David Cameron attacks Gordon Brown over expenses MPs
David Cameron: "They are now in a headlong retreat"
David Cameron has accused Gordon Brown of a "humiliating change" of stance after Labour suspended its three MPs facing charges over their expenses.
The suspension came as the Tory leader prepared for a speech featuring a claim his Labour counterpart was tolerating the MPs' attempt to "evade justice".
The Tories were the "new generation" of politicians "at ease with openness" needed to reform politics, he said.
Downing Street called Mr Cameron's attack on Mr Brown "desperate".
It is understood that lawyers for Labour MPs Elliot Morley, David Chaytor and Jim Devine, who are charged with theft offences, may claim their expense claims are covered by the centuries-old Parliamentary privilege law, which traditionally protects them from being sued for what they say in the Commons.
Politicians from all the main parties have criticised the lawyers' move, but in a joint statement the three MPs said "our approach is not one of trying to avoid culpability or seek immunity, but simply to determine the correct forum in which to make our case".
Labour MPs suspended
The MPs - plus a Conservative peer, Lord Hanningfield - face charges of false accounting under section 17 of the Theft Act 1968. If found guilty they face a maximum sentence of seven years' imprisonment. They all deny the charges.
Meanwhile, the "golden goodbye" payments for the three MPs will be suspended until legal proceedings are over, Commons Speaker John Bercow has said.
The MPs would have been entitled to resettlement grants on stepping down from the Commons at the general election.
In his speech at the University of East London, Mr Cameron highlighted reports that the Labour Party's official solicitor was providing the three MPs with legal advice.
Up until now the prevailing wisdom has been that all parties have suffered equally from the expenses scandal
He had been due to say that the least Mr Brown could do was withdraw the party whip from the three - something which he said the Conservatives had been demanding for two days.
But, after the news from Labour that the three were being suspended "pending finalisation of the legal process", Mr Cameron said Labour were in "headlong retreat" and had again showed that the Conservative Party's instincts on expenses were in tune with the public's.
Mr Cameron is also asking shadow Commons leader Sir George Young to prepare a new Parliamentary Privilege Act which "we would introduce as soon as possible, to clarify the rules of parliamentary privilege to make clear that they cannot be used by MPs to evade justice".
Mr Cameron said: "Gordon Brown cannot reform the institution because he is the institution: he made it."
'Cut the rhetoric'
"How Gordon Brown can claim to be a reformer with a straight face I just don't know," he said.
"He can't reform the institution because he is the institution: he made it.
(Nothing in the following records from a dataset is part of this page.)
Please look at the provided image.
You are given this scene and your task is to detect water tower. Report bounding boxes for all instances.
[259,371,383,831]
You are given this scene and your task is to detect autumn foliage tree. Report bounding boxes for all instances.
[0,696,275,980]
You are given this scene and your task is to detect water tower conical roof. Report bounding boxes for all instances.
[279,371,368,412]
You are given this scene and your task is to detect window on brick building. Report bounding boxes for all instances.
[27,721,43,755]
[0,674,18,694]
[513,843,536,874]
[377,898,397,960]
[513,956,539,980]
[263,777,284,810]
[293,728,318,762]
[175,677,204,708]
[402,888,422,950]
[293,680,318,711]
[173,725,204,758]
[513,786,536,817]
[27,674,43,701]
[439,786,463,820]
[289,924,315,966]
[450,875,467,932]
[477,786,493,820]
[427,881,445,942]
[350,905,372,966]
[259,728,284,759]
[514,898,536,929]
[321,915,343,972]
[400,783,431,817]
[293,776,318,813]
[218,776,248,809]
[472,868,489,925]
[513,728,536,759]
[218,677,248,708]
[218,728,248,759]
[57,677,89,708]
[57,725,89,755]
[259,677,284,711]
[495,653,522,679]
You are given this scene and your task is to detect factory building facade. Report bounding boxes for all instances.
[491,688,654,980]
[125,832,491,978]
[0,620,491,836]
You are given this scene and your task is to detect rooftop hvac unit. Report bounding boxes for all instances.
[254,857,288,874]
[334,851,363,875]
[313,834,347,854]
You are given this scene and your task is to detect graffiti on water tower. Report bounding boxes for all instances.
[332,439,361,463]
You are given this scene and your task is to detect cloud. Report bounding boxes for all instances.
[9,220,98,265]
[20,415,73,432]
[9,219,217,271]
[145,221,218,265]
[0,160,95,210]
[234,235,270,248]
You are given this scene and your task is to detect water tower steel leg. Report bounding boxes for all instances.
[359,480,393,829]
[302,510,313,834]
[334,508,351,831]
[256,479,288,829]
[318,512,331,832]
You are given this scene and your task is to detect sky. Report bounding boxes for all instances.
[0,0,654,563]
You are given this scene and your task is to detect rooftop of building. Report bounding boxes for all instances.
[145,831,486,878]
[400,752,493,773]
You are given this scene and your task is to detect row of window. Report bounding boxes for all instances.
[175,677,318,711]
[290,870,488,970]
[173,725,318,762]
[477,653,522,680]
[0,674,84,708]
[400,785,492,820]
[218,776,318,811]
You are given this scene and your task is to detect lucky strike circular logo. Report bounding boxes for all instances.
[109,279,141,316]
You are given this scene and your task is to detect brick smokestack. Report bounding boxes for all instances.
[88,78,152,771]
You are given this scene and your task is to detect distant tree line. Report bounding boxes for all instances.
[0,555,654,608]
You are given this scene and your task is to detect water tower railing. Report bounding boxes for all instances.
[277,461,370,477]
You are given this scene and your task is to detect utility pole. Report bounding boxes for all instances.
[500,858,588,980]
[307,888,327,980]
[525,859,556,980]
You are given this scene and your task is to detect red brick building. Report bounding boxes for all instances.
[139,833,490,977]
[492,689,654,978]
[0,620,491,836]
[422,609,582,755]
The character of his Government - secretive, power-hoarding, controlling - is his character."
But deputy Labour leader Harriet Harman said the Conservatives had opposed such a law coming into force in the summer.
It's like a couple of cowboy builders coming back to your house to tell you how bad their workmanship is
They were being "at best muddled and at worst downright opportunistic", she told BBC Radio 4's Today programme.
Ms Harman also said she was "completely satisfied" that parliamentary privilege did not apply to cases like theft or fraud.
And she warned Mr Cameron to be "careful" not to jeopardise the trial with comments that could allow the MPs to argue they could no longer receive a fair trial.
And a Labour spokeswoman added that the party "has not and continues to have absolutely no involvement in the legal arrangements of these MPs, who were barred from standing as Labour candidates last year".
The party said it would not expect to be consulted or have any influence over what clients any group of solicitors acted for.
The Liberal Democrats want to go one step further this week by amending existing legislation in the House of Commons to ensure those charged with abuse of expenses cannot evade the legal process.
And Lib Dem leader Nick Clegg said: "Listening to the two of them anyone would think they were powerless backbenchers rather than the leaders of the two parties in Parliament which have proved to be the real roadblocks to reform.
"It's like a couple of cowboy builders coming back to your house to tell you how bad their workmanship is.
"If they genuinely want political change, it is in their power to deliver it. So I challenge them to cut out the speeches and the rhetoric and get on with the job."
Mr Clegg said he thought Mr Cameron was "getting as vicious and personal as he is because he's trying to cover up his tracks, he's trying to hide the fact that it was the Conservatives who blocked a deal to clean up party funding".
On Sunday, Home Secretary Alan Johnson said the four politicians should be tried in court, as people wanted to see MPs treated like everyone else.
He told the BBC: "They are entitled to a fair trial and the public... would be aghast if they thought there was some special get out of jail card for Parliamentarians."